Mooney was recently invited to speak at a conference with her research advisor, Associate Professor Samantha Rosenthal, on their work to document an often-overlooked part of our past: LGBTQ+ history in Southwest Virginia.
It’s a focus that has spurred Mooney, who grew up in Southwest Virginia’s coalfields, to look at her own understanding of the region through a new lens. She’s now recording a one-episode podcast special examining the experiences of LGBTQ+ teens in past and present day.
“I didn’t know how passionate I would become about this until I started doing it,” Mooney said of the podcast, for which she’s writing, editing and doing original interviews. “It’s a labor of love. I get to amplify voices that might not have been heard otherwise. I also get to better understand the people who came before me.”
The podcast, set to be released at the end of the academic year, began to take shape last fall when Mooney was invited to be a research assistant for the Southwest Virginia LGBTQ+ History Project, a multifaceted community initiative co-founded by Rosenthal.
Photos: Associate Professor Samantha Rosenthal (left) and Jayde Mooney ’25 share their research at a conference hosted by the nonprofit Invisible Histories. Credit: Invisible Histories.
In addition to research, that group works to break history out of books and classrooms to make it come alive for audiences. Offerings include walking tours, oral history recordings and a major digital archive of the region’s historic gay newsletters.
Working with Rosenthal, Mooney proposed a podcast that would draw on the history project’s archives and new interviews with local teens to explore how LGBTQ+ youth over the years found belonging, created community and processed contentious political rhetoric.
The project challenged her to dive into new technological and storytelling skills. It also offered her a real-world opportunity to work as a historian in the field.

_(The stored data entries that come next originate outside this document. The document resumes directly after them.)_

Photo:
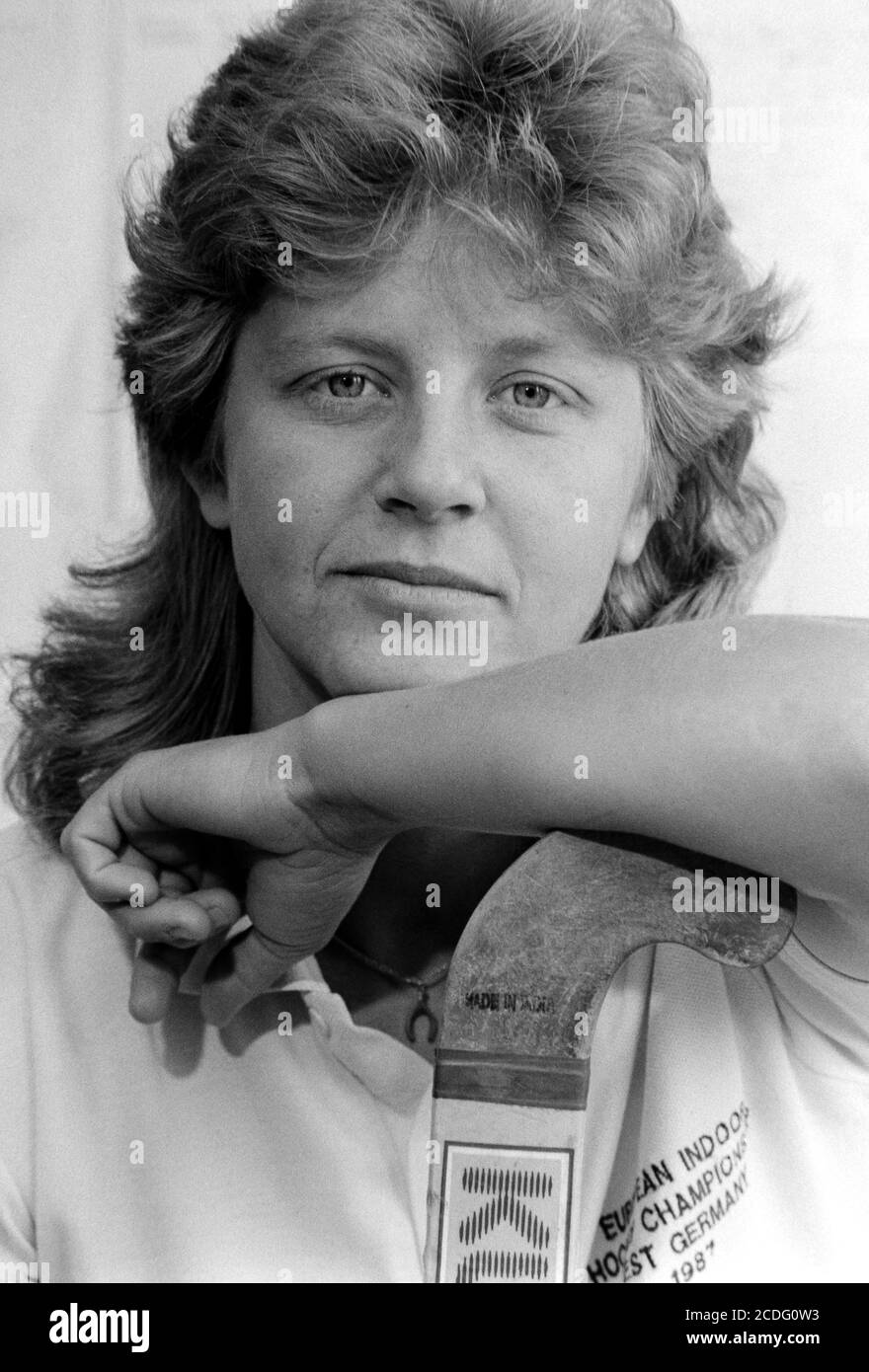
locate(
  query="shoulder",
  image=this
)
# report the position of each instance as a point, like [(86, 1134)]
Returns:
[(48, 924)]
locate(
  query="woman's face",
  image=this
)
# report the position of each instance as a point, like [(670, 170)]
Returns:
[(416, 432)]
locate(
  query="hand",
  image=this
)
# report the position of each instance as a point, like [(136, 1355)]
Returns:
[(143, 847)]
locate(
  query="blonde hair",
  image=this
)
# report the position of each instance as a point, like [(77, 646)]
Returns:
[(555, 137)]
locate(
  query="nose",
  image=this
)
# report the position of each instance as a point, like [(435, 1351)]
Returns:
[(432, 464)]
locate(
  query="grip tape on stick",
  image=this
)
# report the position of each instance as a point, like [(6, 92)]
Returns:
[(513, 1066)]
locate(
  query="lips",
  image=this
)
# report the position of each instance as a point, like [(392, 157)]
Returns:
[(414, 573)]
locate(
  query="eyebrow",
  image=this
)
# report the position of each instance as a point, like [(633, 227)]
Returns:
[(285, 345)]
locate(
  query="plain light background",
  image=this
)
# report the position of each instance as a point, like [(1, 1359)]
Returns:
[(74, 73)]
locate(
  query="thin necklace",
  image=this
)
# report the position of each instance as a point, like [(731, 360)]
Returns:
[(422, 1009)]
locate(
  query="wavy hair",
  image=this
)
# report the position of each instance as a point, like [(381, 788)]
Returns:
[(334, 130)]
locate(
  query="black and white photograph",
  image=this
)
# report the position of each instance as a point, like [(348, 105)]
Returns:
[(434, 542)]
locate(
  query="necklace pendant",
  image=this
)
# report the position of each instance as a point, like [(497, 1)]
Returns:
[(422, 1012)]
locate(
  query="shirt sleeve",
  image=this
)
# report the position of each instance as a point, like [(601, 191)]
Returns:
[(826, 1012)]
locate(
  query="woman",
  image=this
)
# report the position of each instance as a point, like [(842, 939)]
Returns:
[(447, 377)]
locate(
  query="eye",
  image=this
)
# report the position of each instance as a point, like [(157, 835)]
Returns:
[(341, 386), (533, 396)]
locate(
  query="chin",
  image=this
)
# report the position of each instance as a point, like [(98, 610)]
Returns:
[(400, 674)]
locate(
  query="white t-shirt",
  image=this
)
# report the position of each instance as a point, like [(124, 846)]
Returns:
[(727, 1124)]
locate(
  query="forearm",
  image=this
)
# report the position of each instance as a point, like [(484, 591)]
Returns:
[(753, 752)]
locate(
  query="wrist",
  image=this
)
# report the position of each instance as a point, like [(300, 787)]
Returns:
[(341, 749)]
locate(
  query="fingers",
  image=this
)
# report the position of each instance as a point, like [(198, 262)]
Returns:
[(245, 967), (155, 980), (180, 921)]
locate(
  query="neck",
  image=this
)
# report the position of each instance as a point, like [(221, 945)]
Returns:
[(422, 892)]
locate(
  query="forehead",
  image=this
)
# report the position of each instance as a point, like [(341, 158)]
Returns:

“Learning about these principles is one thing. Getting to actually use them is a whole different world,” Mooney said. “You hold a responsibility when dealing with other people’s stories. You want to be a good narrator, which is something we talk about a lot in public history.”
For her podcast, Mooney conducted interviews with Roanoke County teens to get a firsthand perspective of modern-day youth. She was able to share some of her work for the first time when she and Rosenthal spoke at the Queer History South Network & Conference organized by the nonprofit Invisible Histories in February.
The positive response and interest in the project there were energizing, Mooney said. She’s in the process now of assembling the final cut of the podcast.
“LGBTQ+ history in Southwest Virginia is something a lot of people don’t think about. It gets overshadowed,” she reflected. “But to truly understand our community, we have to understand all of its history. There’s so much happening in this corner of the world, and its people are what make it.
“Understanding those people and their history is what makes this project so special. I feel very grateful for the opportunity to do this and to discover something I’m passionate about. I really feel like it’s set me up for what I want to do in the future.”